BMKG sudah mengeluarkan peringatan dini untuk periode 11–20 November 2025, termasuk potensi hujan lebat pada 19–22 November.
Menanggapi kondisi pascabencana, Deputi Bidang Modifikasi Cuaca BMKG, Tri Handoko Seto, menyatakan kesiapan mendukung BNPB melalui Operasi Modifikasi Cuaca (OMC).
Tujuannya mengurangi intensitas hujan menuju area terdampak agar evakuasi tidak terganggu dan mencegah longsor susulan.
“Skema OMC difokuskan pada pengamanan daerah bencana longsor sehingga Majenang terbebas dari hujan deras,” ujar Seto.
Posko OMC diusulkan berada di Bandara Husein Sastranegara Bandung untuk mempercepat akses penerbangan. Pelaksanaan operasi dapat dimulai setelah pemerintah daerah menetapkan Status Siaga Darurat dan mengajukan permohonan resmi ke BNPB dan BMKG.
Direktur Operasional Modifikasi Cuaca BMKG, Budi Harsoyo, menjelaskan bahwa pelaksanaan akan disupervisi secara ilmiah oleh BMKG, sementara BNPB menyiapkan pendanaan operasional melalui Dana Siap Pakai.
Kepala Stasiun Meteorologi Tunggul Wulung Cilacap, Bagus Pramujo, menambahkan BMKG terus memberi dukungan informasi cuaca harian yang difokuskan untuk Desa Cibeunying, lokasi terdampak longsor. BMKG juga turun langsung ke lapangan pada 15 November.
BMKG juga mencatat dua Bibit Siklon Tropis, 97S dan 98S, yang memicu cuaca ekstrem di sejumlah wilayah Indonesia meski peluang berkembang menjadi siklon tetap rendah.

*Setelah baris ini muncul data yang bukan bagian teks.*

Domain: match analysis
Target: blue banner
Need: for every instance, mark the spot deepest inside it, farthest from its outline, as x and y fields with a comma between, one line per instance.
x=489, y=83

Bibit Siklon 97S berpotensi menyebabkan hujan lebat hingga sangat lebat di NTT serta hujan sedang hingga lebat di Jateng, DIY, Jatim, Bali, dan NTB. Angin kencang juga berpotensi muncul di NTB–NTT, termasuk gelombang laut 1,25–2,5 meter di wilayah selatan Jawa hingga NTT.
Sementara Bibit Siklon 98S berkontribusi pada gelombang tinggi 2,5–4 meter di Samudra Hindia barat Lampung dan cuaca ekstrem di Bengkulu, Lampung, Banten, dan Jawa Barat.
Mengacu pada analisis tersebut serta munculnya sejumlah longsor dalam beberapa hari terakhir, BMKG mengimbau pemerintah daerah dan masyarakat meningkatkan kewaspadaan serta memperkuat koordinasi agar risiko bencana dapat ditekan.(*)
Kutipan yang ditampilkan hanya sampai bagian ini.